Competition between structural distortion and magnetic moment formation in fullerene C$_{20}$

TL;DR

This study explores how Coulomb interactions influence the structural and magnetic states of fullerene C20, revealing a delicate balance between distortion and magnetism depending on interaction strength and computational approach.

Contribution

It demonstrates the dependence of C20's ground state on Coulomb interactions and exchange-correlation potentials, highlighting the competition between Jahn-Teller distortion and magnetic instability.

Findings

Non-magnetic distorted D3d structure is stable at small U.

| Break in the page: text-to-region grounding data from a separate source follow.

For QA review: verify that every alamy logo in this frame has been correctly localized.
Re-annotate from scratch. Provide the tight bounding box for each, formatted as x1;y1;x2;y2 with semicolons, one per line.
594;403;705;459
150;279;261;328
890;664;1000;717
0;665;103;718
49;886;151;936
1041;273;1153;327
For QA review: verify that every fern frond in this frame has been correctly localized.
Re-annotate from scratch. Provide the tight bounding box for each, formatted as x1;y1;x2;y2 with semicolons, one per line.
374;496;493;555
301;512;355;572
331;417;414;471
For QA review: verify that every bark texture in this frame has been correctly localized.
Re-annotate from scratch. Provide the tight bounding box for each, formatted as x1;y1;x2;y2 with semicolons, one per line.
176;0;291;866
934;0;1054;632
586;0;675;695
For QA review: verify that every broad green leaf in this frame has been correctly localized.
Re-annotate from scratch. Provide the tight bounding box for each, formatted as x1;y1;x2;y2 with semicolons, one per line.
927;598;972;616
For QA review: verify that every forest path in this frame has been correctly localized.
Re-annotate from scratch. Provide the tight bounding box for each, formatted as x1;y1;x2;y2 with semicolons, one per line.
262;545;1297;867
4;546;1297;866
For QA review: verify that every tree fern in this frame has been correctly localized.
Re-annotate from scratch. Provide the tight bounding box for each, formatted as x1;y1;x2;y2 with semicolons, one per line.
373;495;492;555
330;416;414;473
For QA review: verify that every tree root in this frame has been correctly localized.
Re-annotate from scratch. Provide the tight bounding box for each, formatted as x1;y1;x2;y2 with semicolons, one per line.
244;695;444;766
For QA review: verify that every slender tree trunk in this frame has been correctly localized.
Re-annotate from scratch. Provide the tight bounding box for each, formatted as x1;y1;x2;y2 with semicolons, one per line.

Magnetic undistorted Ih structure appears at U > 4 eV with LDA.

Ground state configuration varies with U and exchange-correlation choice.

Abstract

We investigated the effect of on-site Coulomb interactions on the structural and magnetic ground state of the fullerene C$_{20}$ based on density-functional-theory calculations within the local density approximation plus on-site Coulomb corrections (LDA+$U$). The total energies of the high symmetry ($I_{h}$) and distorted ($D_{3d}$) structures of C$_{20}$ were calculated for different spin configurations. The ground state configurations were found to depend on the forms of exchange-correlation potentials and the on-site Coulomb interaction parameter $U$, reflecting the subtle nature of the competition between Jahn-Teller distortion and magnetic instability in fullerene C$_{20}$. While the non-magnetic state of the distorted $D_{3d}$ structure is robust for small $U$, a magnetic ground state of the undistorted $I_{h}$ structure emerges for $U$ larger than 4 eV when the LDA exchange-correlation potential is employed.